# Undulator

Working of the undulator. 1: magnets, 2: electron beam entering from the upper left, 3: synchrotron radiation exiting to the lower right
A multipole wiggler, as used in the storage ring at the Australian Synchrotron to generate synchrotron radiation

An undulator is an insertion device from high-energy physics and usually part of a larger installation, a synchrotron storage ring, or it may be a component of a free electron laser. It consists of a periodic structure of dipole magnets. The static magnetic field is alternating along the length of the undulator with a wavelength ${\displaystyle \lambda _{u}}$. Electrons traversing the periodic magnet structure are forced to undergo oscillations and thus to radiate energy. The radiation produced in an undulator is very intense and concentrated in narrow energy bands in the spectrum. It is also collimated on the orbit plane of the electrons. This radiation is guided through beamlines for experiments in various scientific areas.

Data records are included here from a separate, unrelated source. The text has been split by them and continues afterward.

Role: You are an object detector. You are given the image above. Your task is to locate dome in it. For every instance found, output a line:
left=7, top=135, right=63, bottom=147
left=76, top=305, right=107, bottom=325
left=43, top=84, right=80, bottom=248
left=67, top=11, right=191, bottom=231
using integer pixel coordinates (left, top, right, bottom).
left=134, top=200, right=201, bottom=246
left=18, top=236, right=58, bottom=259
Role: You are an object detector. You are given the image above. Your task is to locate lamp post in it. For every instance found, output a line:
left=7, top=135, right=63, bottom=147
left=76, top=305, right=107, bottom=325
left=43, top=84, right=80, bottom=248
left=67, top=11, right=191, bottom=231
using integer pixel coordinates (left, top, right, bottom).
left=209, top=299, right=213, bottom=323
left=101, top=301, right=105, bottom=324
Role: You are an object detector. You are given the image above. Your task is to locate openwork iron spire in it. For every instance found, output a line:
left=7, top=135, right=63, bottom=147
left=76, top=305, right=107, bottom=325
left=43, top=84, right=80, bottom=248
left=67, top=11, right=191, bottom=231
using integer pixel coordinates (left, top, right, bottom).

The undulator strength parameter

${\displaystyle K={\frac {eB\lambda _{u}}{2\pi m_{e}c}}}$

where e is the electron charge, B is the magnetic field, ${\displaystyle \lambda _{u}}$ is the spacial period of the undulator magnets, ${\displaystyle m_{e}}$ is the electron rest mass, and c is the speed of light, characterizes the nature of the electron motion. For ${\displaystyle K\ll 1}$ the oscillation amplitude of the motion is small and the radiation displays interference patterns which lead to narrow energy bands. If ${\displaystyle K\gg 1}$ the oscillation amplitude is bigger and the radiation contributions from each field period sum up independently, leading to a broad energy spectrum. In this regime of fields the device is no longer called an undulator; it is called a wiggler.

The usual description of the undulator is relativistic but classical.[citation needed] This means that although a precise calculation is tedious, the undulator can be seen as a black box, where only functions inside the device affect how an input is converted to an output; an electron enters the box and an electromagnetic pulse exits through a small exit slit. The slit should be small enough such that only the main cone passes, and the side lobes of the wavelength spectra can be ignored.

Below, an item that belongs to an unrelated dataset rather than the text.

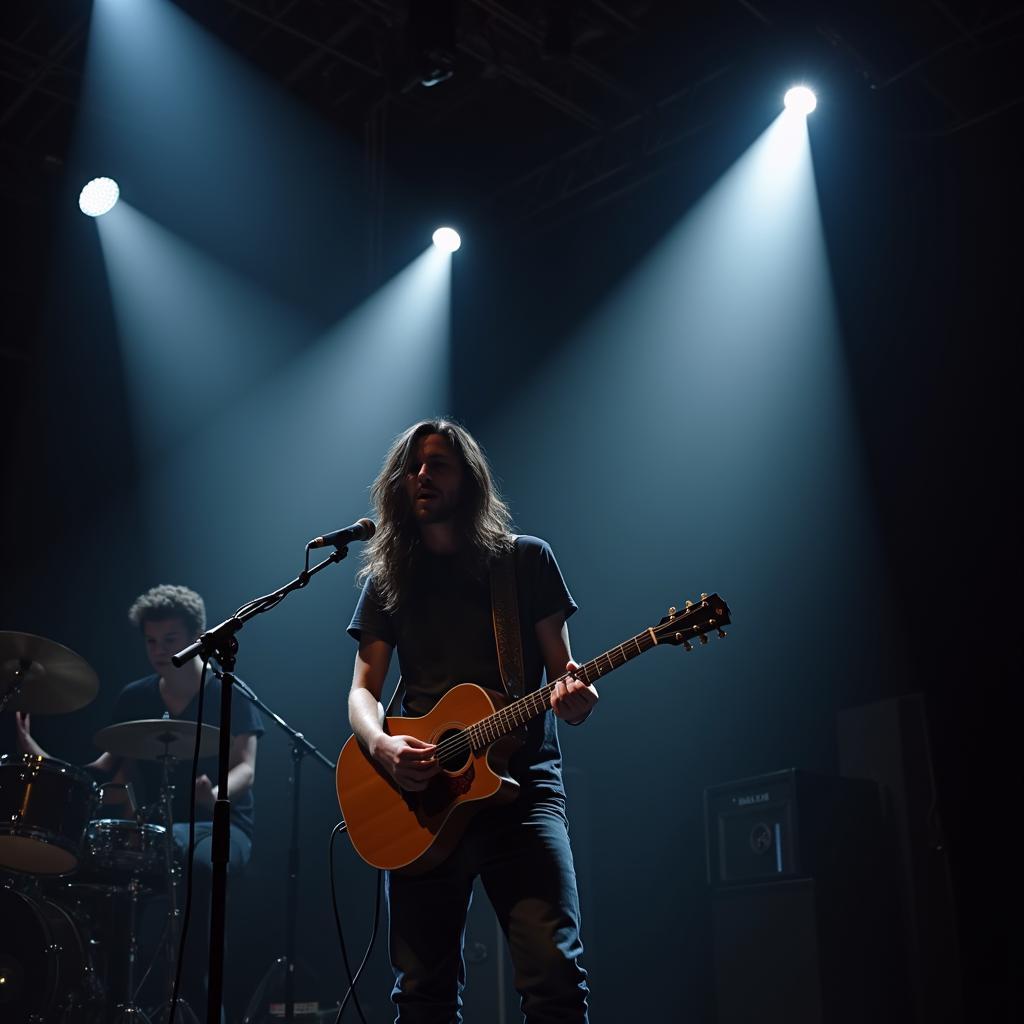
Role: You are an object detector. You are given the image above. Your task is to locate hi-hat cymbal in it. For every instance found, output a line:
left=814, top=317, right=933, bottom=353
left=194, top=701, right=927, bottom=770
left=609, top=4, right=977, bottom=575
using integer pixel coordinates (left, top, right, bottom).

Undulators can provide several orders of magnitude higher flux than a simple bending magnet and as such are in high demand at synchrotron radiation facilities. For an undulator with N periods, the brightness can be up to ${\displaystyle N^{2}}$ more than a bending magnet. The first factor of N occurs because the intensity is enhanced up to a factor of N at harmonic wavelengths due to the constructive interference of the fields emitted during the N radiation periods. The usual pulse is a sine with some envelope. The second factor of N comes from the reduction of the emission angle associated with these harmonics, which is reduced as 1/N. When the electrons come with half the period, they interfere destructively, the undulator stays dark. The same is true, if they come as a bead chain.

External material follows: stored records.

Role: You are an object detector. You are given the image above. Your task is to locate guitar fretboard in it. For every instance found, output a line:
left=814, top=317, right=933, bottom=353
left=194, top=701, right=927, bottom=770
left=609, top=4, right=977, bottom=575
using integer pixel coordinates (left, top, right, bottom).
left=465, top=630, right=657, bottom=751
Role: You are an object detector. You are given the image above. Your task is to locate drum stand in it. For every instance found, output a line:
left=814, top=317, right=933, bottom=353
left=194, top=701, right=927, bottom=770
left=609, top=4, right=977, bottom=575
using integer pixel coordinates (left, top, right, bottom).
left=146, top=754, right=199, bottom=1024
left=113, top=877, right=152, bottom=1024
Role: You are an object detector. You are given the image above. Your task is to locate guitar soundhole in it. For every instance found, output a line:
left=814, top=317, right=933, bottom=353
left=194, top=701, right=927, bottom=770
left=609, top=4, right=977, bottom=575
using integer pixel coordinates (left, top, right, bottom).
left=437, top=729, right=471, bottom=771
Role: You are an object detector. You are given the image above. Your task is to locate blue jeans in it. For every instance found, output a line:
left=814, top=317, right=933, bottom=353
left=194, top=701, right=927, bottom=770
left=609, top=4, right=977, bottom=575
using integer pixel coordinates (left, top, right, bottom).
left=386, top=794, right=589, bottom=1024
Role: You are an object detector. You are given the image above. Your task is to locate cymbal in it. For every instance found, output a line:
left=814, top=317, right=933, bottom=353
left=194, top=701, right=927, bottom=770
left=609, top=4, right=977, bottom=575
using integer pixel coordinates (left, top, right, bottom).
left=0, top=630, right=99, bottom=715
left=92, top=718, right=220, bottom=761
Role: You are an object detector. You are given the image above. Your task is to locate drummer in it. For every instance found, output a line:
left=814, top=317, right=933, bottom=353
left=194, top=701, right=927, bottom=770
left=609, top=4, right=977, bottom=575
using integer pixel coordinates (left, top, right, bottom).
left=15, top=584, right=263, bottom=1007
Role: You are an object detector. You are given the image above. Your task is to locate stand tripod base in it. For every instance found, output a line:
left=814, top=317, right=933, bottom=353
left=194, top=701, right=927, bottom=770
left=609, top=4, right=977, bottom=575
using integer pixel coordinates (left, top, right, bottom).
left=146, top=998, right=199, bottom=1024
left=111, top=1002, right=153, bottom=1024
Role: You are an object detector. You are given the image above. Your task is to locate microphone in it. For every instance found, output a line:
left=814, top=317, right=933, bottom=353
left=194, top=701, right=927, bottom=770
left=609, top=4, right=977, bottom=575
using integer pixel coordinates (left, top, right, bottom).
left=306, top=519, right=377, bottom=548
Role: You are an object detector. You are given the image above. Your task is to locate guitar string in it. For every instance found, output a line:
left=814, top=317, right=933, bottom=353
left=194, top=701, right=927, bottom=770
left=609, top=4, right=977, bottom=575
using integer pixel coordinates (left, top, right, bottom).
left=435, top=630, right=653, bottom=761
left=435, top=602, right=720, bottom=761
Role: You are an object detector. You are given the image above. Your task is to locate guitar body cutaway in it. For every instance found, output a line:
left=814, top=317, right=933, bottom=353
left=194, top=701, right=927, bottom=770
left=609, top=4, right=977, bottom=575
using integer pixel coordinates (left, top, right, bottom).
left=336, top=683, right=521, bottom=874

The polarization of the emitted radiation can be controlled by using permanent magnets to induce different periodic electron trajectories through the undulator. If the oscillations are confined to a plane the radiation will be linearly polarized. If the oscillation trajectory is helical, the radiation will be circularly polarized, with the handedness determined by the helix.

If the electrons follow the Poisson distribution a partial interference leads to a linear increase in intensity. In the free electron laser[1] the intensity increases exponentially with the number of electrons.

An undulator's figure of merit is spectral radiance.

## History

The Russian physicist Vitaly Ginzburg showed theoretically that undulators could be built in a 1947 paper. Julian Schwinger published a useful paper in 1949[2] that reduced the necessary calculations to Bessel functions, for which there were tables. This was significant for solving the design equations as digital computers were not available to most academics at that time.

Hans Motz and his coworkers at Stanford demonstrated the first undulator in 1952.[3][4] It produced the first manmade coherent infrared radiation. The design could produce a total frequency range from visible light down to millimeter waves.

## References

1. ^ Paolo Luchini, Hans Motz, Undulators and Free-electron Lasers, Oxford University Press, 1990.
2. ^ Schwinger, Julian (1949). "On the Classical Radiation of Accelerated Electrons". Physical Review 75 (12): 1912. Bibcode:1949PhRv...75.1912S. doi:10.1103/PhysRev.75.1912.
3. ^ Motz, Hans (1951). "Applications of the Radiation from Fast Electron Beams". Journal of Applied Physics 22 (5): 527. Bibcode:1951JAP....22..527M. doi:10.1063/1.1700002.
4. ^ Motz, H.; Thon, W.; Whitehurst, R. N. (1953). "Experiments on Radiation by Fast Electron Beams". Journal of Applied Physics 24 (7): 826. Bibcode:1953JAP....24..826M. doi:10.1063/1.1721389.